In the cells below, set log_path
to a valid path and your choice of filename. The results of your lasso operations will be saved here.
Set results_dir
and the path to the grid_files
in the next line to match the dates for the case you're analyzing. the wildcard match to flash_extent and the nc_field below it are set to look at the 2D flash extent density grids, which is probably what you want.
To use the tool, run all the cells. An interactive lasso widget that pops up. Use the frame slider to scroll through each time in the gridded data. Ckick the "Draw Lasso" button to practice drawing a lasso around a storm of interest.
Once you have practiced, check the box to log lassos. When checked, any lassos drawn will be saved to the lasso log file.
Recommended best practice is to start at the first frame, define a cell, advance to the next frame, and then define another cell. If you skip a few frames, that's ok; in the analysis code that uses the lasso log file, the first lasso you defined persists until a new one is available.
You can watch the lasso log file fill up by doing tail -f lasso_log_filename
in a separate terminal window.
When you're done, just quit the notebook.
In [1]:
import os, glob
import tables, pandas
import numpy as np
import warnings
# warnings.filterwarnings('ignore')
warnings.filterwarnings('ignore', category=DeprecationWarning, module='.*/IPython/.*')
In [2]:
%matplotlib qt4
import matplotlib.pyplot as plt
In [3]:
log_path = './DemoNCGridLassoLog.txt'
In [4]:
from lmatools.grid.grid_collection import LMAgridFileCollection
results_dir = "flashsort"
nc_filenames=glob.glob(os.path.join(results_dir, "grid_files/2014/May/26/*_flash_extent.nc"))
nc_field = 'flash_extent'
# print nc_filenames
NCs = LMAgridFileCollection(nc_filenames, nc_field, x_name='longitude', y_name='latitude')

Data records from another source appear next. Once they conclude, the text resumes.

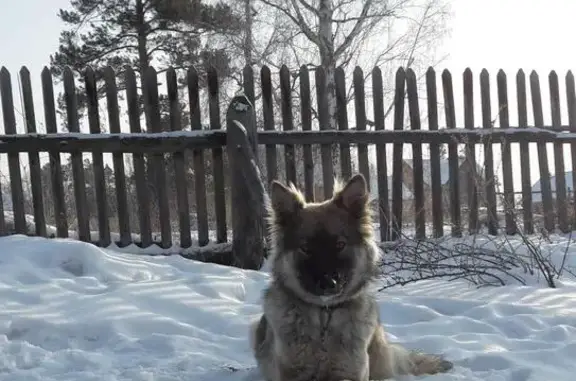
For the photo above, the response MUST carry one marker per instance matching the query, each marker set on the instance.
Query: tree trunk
(143, 61)
(248, 33)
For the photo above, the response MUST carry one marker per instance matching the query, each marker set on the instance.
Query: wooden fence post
(247, 188)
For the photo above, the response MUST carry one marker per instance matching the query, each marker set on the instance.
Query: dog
(319, 321)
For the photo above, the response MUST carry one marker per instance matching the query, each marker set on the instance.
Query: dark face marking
(323, 264)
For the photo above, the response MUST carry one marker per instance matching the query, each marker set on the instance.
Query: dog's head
(323, 252)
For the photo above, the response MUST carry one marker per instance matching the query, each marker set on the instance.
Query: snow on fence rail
(461, 192)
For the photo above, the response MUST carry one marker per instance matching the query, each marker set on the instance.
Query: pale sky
(492, 34)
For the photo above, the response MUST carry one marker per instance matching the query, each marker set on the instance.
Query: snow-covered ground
(72, 311)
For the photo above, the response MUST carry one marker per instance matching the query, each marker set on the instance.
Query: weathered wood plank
(287, 123)
(217, 158)
(157, 159)
(472, 176)
(381, 166)
(571, 105)
(561, 205)
(142, 192)
(97, 159)
(360, 108)
(548, 207)
(417, 168)
(56, 177)
(33, 157)
(342, 116)
(180, 175)
(117, 159)
(248, 190)
(435, 173)
(248, 83)
(397, 160)
(508, 179)
(306, 114)
(269, 125)
(323, 121)
(178, 141)
(453, 164)
(490, 177)
(528, 221)
(82, 211)
(198, 159)
(16, 188)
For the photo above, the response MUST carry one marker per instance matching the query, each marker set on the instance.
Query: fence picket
(417, 166)
(397, 160)
(471, 174)
(561, 205)
(528, 219)
(97, 158)
(217, 158)
(268, 116)
(323, 121)
(435, 172)
(82, 211)
(306, 114)
(56, 177)
(33, 157)
(360, 106)
(287, 123)
(342, 116)
(198, 160)
(453, 164)
(180, 175)
(571, 105)
(142, 192)
(548, 208)
(117, 158)
(508, 180)
(381, 167)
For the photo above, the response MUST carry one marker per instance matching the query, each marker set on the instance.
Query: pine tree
(140, 33)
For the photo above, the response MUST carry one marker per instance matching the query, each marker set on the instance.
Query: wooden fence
(149, 148)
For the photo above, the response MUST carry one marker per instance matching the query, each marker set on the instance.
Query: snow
(72, 311)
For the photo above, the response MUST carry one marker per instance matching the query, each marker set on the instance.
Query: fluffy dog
(320, 323)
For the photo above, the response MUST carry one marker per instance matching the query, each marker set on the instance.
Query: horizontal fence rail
(170, 181)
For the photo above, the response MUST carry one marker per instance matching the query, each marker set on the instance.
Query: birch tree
(334, 33)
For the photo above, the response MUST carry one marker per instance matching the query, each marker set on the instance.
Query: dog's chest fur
(322, 343)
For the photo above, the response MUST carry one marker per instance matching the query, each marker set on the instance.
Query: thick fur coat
(320, 323)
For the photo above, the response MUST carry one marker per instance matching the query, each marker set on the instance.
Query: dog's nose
(330, 282)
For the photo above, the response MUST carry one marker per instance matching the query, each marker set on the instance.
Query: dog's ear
(354, 196)
(284, 200)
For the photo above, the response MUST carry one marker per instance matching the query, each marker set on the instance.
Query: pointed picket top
(46, 72)
(468, 77)
(88, 71)
(24, 71)
(484, 76)
(284, 71)
(265, 70)
(377, 76)
(502, 82)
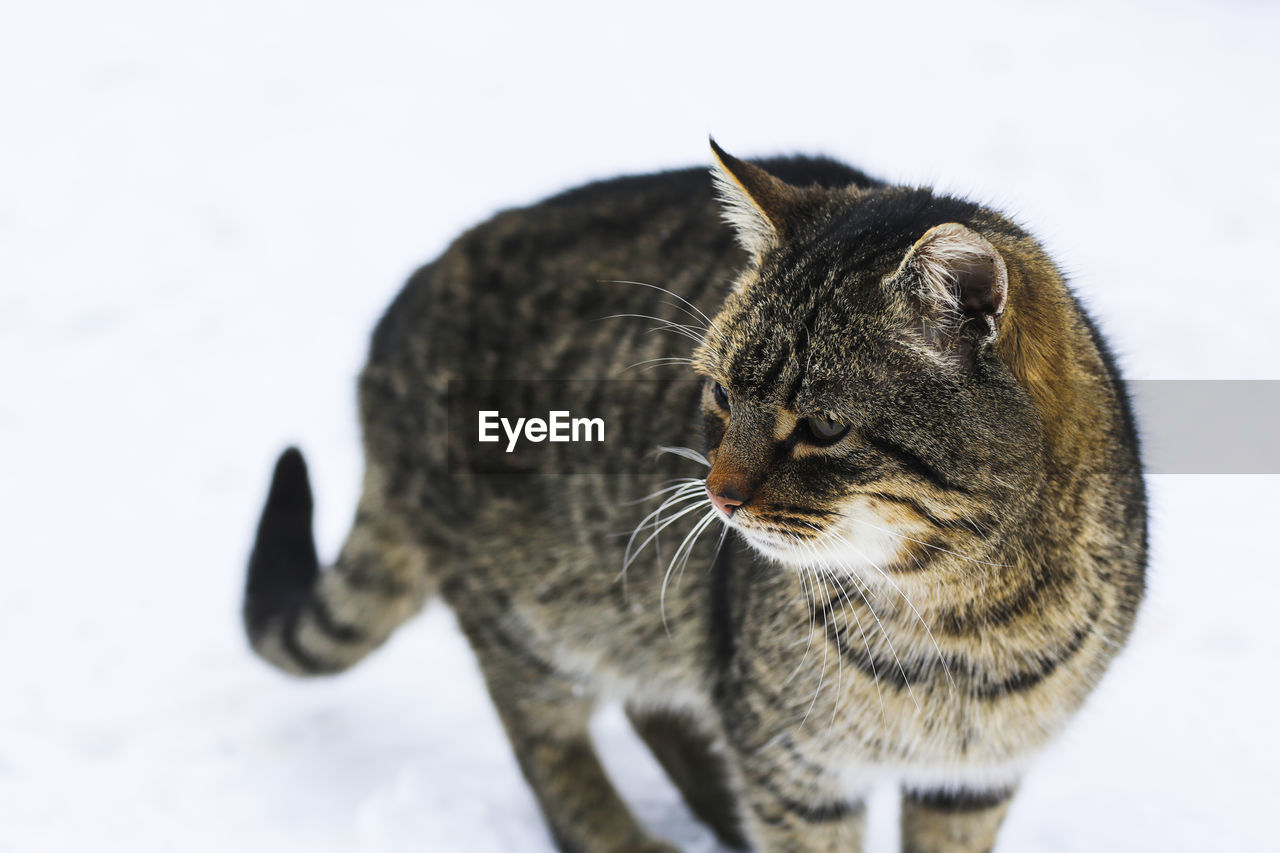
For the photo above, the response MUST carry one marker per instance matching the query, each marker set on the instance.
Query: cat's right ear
(755, 203)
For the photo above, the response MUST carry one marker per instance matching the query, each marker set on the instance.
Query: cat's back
(526, 293)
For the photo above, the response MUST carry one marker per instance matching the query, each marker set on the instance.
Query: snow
(205, 206)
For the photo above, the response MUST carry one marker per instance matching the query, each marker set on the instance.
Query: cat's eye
(720, 395)
(824, 432)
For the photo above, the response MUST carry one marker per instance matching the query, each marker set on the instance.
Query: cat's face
(850, 422)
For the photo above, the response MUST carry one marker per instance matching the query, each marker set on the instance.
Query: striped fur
(927, 596)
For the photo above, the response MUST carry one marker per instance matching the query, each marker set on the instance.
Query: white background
(204, 208)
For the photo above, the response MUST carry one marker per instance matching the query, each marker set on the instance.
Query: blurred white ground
(205, 206)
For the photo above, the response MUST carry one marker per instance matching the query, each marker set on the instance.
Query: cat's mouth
(848, 546)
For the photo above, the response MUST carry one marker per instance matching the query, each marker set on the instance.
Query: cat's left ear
(755, 203)
(960, 283)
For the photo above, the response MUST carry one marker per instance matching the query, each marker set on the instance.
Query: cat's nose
(726, 500)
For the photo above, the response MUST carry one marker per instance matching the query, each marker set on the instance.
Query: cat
(895, 524)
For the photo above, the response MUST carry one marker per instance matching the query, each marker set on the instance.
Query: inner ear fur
(960, 281)
(755, 203)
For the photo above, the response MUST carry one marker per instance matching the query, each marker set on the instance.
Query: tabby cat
(876, 514)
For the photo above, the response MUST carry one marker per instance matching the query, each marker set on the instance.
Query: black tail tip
(291, 487)
(283, 564)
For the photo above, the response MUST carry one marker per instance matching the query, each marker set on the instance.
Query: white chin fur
(862, 544)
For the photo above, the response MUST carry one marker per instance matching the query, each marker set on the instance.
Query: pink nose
(726, 502)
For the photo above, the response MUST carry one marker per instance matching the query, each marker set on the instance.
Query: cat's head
(856, 409)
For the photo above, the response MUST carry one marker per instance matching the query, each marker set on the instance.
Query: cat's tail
(307, 621)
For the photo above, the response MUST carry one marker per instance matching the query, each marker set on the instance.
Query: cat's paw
(652, 845)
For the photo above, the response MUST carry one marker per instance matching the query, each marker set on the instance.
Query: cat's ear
(755, 203)
(960, 284)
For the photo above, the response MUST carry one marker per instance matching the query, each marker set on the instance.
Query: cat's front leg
(787, 808)
(952, 822)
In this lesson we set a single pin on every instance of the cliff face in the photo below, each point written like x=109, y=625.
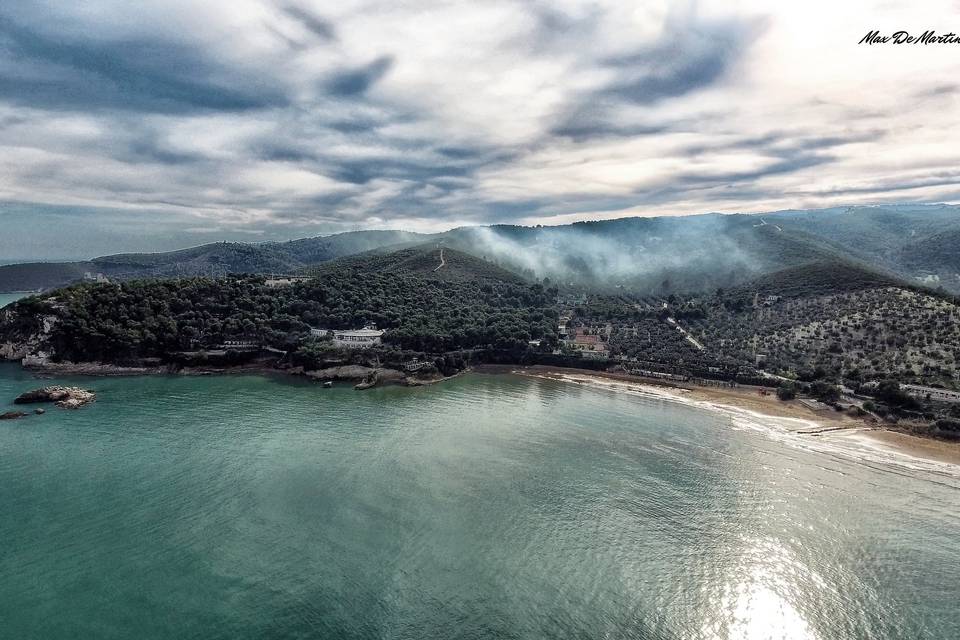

geosys, mapproj = NCs.get_projection()
In [5]:
# This cell is not necessary for the lasso analysis, but shows how
# one might overlay additional data on the plot in order to guide
# the lasso analyses - in this case, which cell was being sampled by
# two radars scanning in RHI mode?
ka1_loc = -102.13410, 33.30546, 1004.0
ka2_loc = -102.09339, 33.40950, 1018.0
ka1_az = 180. + 163. - 360.0
ka2_az = 0. + 249.
radar_dist = 20.0e3
ka1_dx = radar_dist * np.cos(np.deg2rad(90.0-ka1_az))
ka1_dy = radar_dist * np.sin(np.deg2rad(90.0-ka1_az))
ka2_dx = radar_dist * np.cos(np.deg2rad(90.0-ka2_az))
ka2_dy = radar_dist * np.sin(np.deg2rad(90.0-ka2_az))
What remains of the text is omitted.